The plaintiff and a Canadian affiliate had been since 1940 in the business of installing plastic armor made of asphalt and gravel or similar material, for the protection of the bridges, gun nests, and other exposed parts of ships. Its method of installation was to bring its equipment to the side of the ship and apply the plastic material directly to the ship. The Government, after some experimentation, decided in February of 1944 to have the plastic material placed in metal pans which, in turn, would be carried to the ship and welded in place. The pans and their contents required for a given ship were known as a shipset. The number and size of the pans needed to make up a shipset varied with the size and type of the ship. The whole operation was known as installing Plastic Protective Plating or PPP.

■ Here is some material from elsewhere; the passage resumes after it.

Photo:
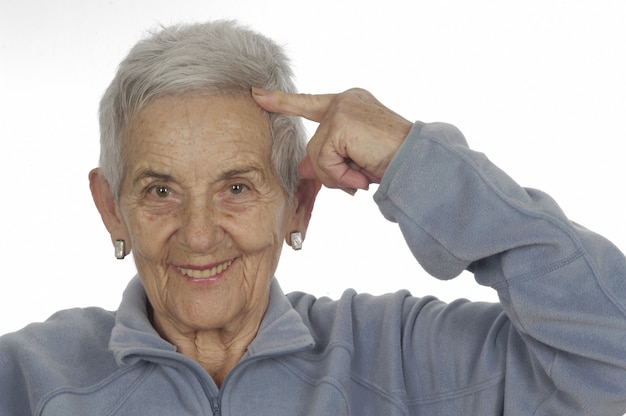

When the new method was decided upon, the Maritime Commission obtained from the Navy Department a list of nine contractors who in the opinion of the Navy were qualified to perform the new operation. The Commission inquired of the nine and found that five of them were interested. Of the five, one, the Flintkote Company, had done experimental work of the new type. The others had not. In February 1944, the Commission issued inquiries and specifications to the five interested contractors soliciting bids on a total of 943 shipsets. Bids were submitted, and the plaintiff’s was the lowest. The Commission became aware that the plaintiff had no factory or equipment in Baltimore for doing the work, though the plaintiff represented that it [622]*622bad adequate equipment elsewhere which could be moved wherever it was needed. The plaintiff said that it could not build a plant and participate in the program unless it had an order. The Commission gave the plaintiff an order for 20 shipsets. The plaintiff built a plant in Baltimore which cost some $15,000, and installed equipment costing some $14,000. It manufactured the 20 shipsets but was far behind the contract time in its delivery of them. Some, at least, of the other interested contractors were given small orders so that they could try their hand at the process.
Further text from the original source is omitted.